Beyond addressing resourcing and TMF training concerns, mindfulness-based stress reduction (MBSR) can be an indispensable tool for fighting TMF stress and disharmony. At its core, mindfulness is a state of attention to the present allowing for greater control over one’s emotions, thus strengthening working relationships and improving performance. LMK’s TMF Mindfulness Series gives practical advice, allowing you to incorporate the seven pillars of mindfulness into your TMF processes. Click here to read our first post introducing the series to learn more about the basics of MBSR.

 

A Judgment-Free Zone

In Kabat-Zinn’s pillars of mindfulness, the first pillar of “non-judging” is defined as “not getting caught up in our ideas and opinions, likes and dislikes.”  To engage in MSBR, one must create the opportunity for quiet moments in which to calmly and impartially observe your own daily experience. One of the greatest obstacles to witnessing your own experience is the natural tendency to assign value to every observation. Rarely do we take a moment to consider what we are observing before we assign the label of ‘like’ or ‘dislike’ to a stimulus. Like a toddler afraid to try something new on his or her plate, we happily conclude our disgust or enthusiasm without picking up the fork.

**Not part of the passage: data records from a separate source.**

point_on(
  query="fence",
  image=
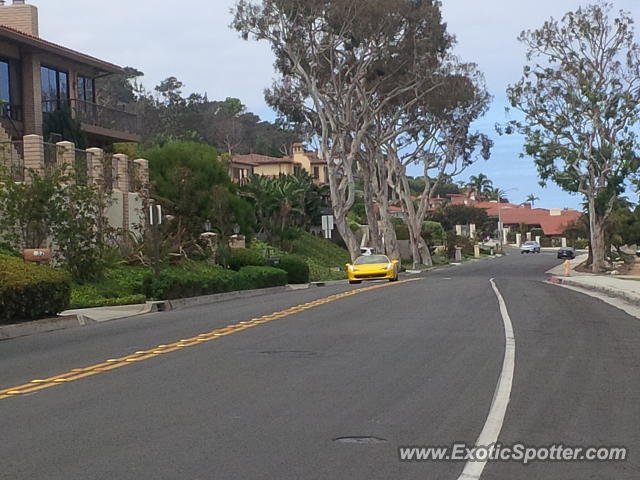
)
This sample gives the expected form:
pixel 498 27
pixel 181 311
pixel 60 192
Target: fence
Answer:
pixel 12 160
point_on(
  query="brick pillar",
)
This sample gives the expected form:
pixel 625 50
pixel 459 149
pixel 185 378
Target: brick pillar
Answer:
pixel 96 175
pixel 31 94
pixel 122 169
pixel 142 172
pixel 122 184
pixel 66 152
pixel 33 155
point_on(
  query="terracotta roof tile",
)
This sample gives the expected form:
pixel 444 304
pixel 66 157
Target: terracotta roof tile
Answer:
pixel 37 42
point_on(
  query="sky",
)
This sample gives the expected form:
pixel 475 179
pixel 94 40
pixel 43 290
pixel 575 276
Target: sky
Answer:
pixel 192 41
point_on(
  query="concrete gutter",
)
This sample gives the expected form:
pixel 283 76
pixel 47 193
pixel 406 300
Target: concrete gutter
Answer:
pixel 604 285
pixel 90 316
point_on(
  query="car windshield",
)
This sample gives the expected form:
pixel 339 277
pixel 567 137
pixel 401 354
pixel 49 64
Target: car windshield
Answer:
pixel 370 259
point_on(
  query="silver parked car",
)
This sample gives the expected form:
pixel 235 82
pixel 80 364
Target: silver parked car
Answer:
pixel 530 247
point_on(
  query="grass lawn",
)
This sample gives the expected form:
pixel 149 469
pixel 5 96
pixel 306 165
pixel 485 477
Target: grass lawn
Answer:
pixel 323 257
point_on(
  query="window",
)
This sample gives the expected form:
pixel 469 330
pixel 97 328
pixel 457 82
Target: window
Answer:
pixel 86 89
pixel 5 87
pixel 55 89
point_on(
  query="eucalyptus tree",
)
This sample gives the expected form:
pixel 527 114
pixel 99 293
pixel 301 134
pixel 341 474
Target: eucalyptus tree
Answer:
pixel 580 98
pixel 439 140
pixel 335 55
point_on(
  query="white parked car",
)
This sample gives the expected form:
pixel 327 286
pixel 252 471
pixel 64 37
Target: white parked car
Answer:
pixel 530 247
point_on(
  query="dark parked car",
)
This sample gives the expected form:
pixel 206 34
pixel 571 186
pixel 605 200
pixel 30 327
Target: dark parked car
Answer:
pixel 567 252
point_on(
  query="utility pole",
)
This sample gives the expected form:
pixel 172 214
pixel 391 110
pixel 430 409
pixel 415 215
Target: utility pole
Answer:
pixel 155 221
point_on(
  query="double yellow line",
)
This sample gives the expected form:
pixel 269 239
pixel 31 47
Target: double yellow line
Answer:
pixel 140 356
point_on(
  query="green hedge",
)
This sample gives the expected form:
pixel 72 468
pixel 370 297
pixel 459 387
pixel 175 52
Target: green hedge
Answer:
pixel 250 278
pixel 244 257
pixel 29 291
pixel 296 268
pixel 199 280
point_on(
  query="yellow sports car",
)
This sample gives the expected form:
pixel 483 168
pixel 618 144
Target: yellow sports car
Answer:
pixel 372 267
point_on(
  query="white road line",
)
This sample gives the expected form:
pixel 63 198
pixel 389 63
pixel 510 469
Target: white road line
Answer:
pixel 493 425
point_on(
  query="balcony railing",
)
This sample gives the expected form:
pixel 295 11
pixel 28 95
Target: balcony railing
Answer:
pixel 11 111
pixel 96 115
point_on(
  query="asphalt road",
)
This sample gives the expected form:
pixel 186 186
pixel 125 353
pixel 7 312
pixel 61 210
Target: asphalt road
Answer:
pixel 402 365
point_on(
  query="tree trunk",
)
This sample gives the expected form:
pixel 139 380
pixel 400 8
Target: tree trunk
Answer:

When applying a non-judging mindset to the TMF, having a non-judgmental mindset towards others is essential. However, this pillar of mindfulness asks us to go deeper than simply striving to be accepting of others: we must also strive to suspend judgment on ourselves and our surroundings. This means, first and foremost, suspending judgment about your past TMF struggles when embracing or beginning a new TMF. This also means removing the lens of your own preconceived notions about the TMF. Judgmental thinking is a staple in a professional and regulated environment where professionals are asked to meet standards and identify trends. Judgmental thinking, though, whether about the TMF or your personal life, should be identified and controlled. Don’t allow snap judgments of your TMF responsibilities or the current condition of your TMF to complicate what should first be observed and understood.

 

Patience with Purpose

Kabat-Zinn assigns “patience: an understanding and acceptance that sometimes things must unfold in their own time”, as the second pillar of mindfulness. As Americans and clinical research professionals, we often judge our value based on our production or ability to get things done. Both professionally and personally, we seek efficiency and focus on milestones of achievement ahead of personal development. When we do try to improve ourselves, we get frustrated with our progress, forgetting that setbacks are inseparable from growth. From this mindset has grown a culture that values ‘busyness’, where what the value of what we are doing takes a backseat to doing anything at all.

Just as in achieving health and balance in other aspects of our lives, achieving TMF health takes incremental improvement and is filled with setbacks. Having TMF patience does not mean accepting poor quality or infinitely extending timelines. True mindful patience means recognizing the energetic qualities within yourself and having awareness of how this energy impairs your ability to have compassion for yourself and others. A TMF professional practicing patience recognizes that perfection does not have a fixed definition and is never fully achievable. A TMF team practicing patience recognizes that quality work takes time and communication, and does not allow the creation of unrealistic or unsupported goals that could jeopardize the harmony of the team—and ultimately TMF health.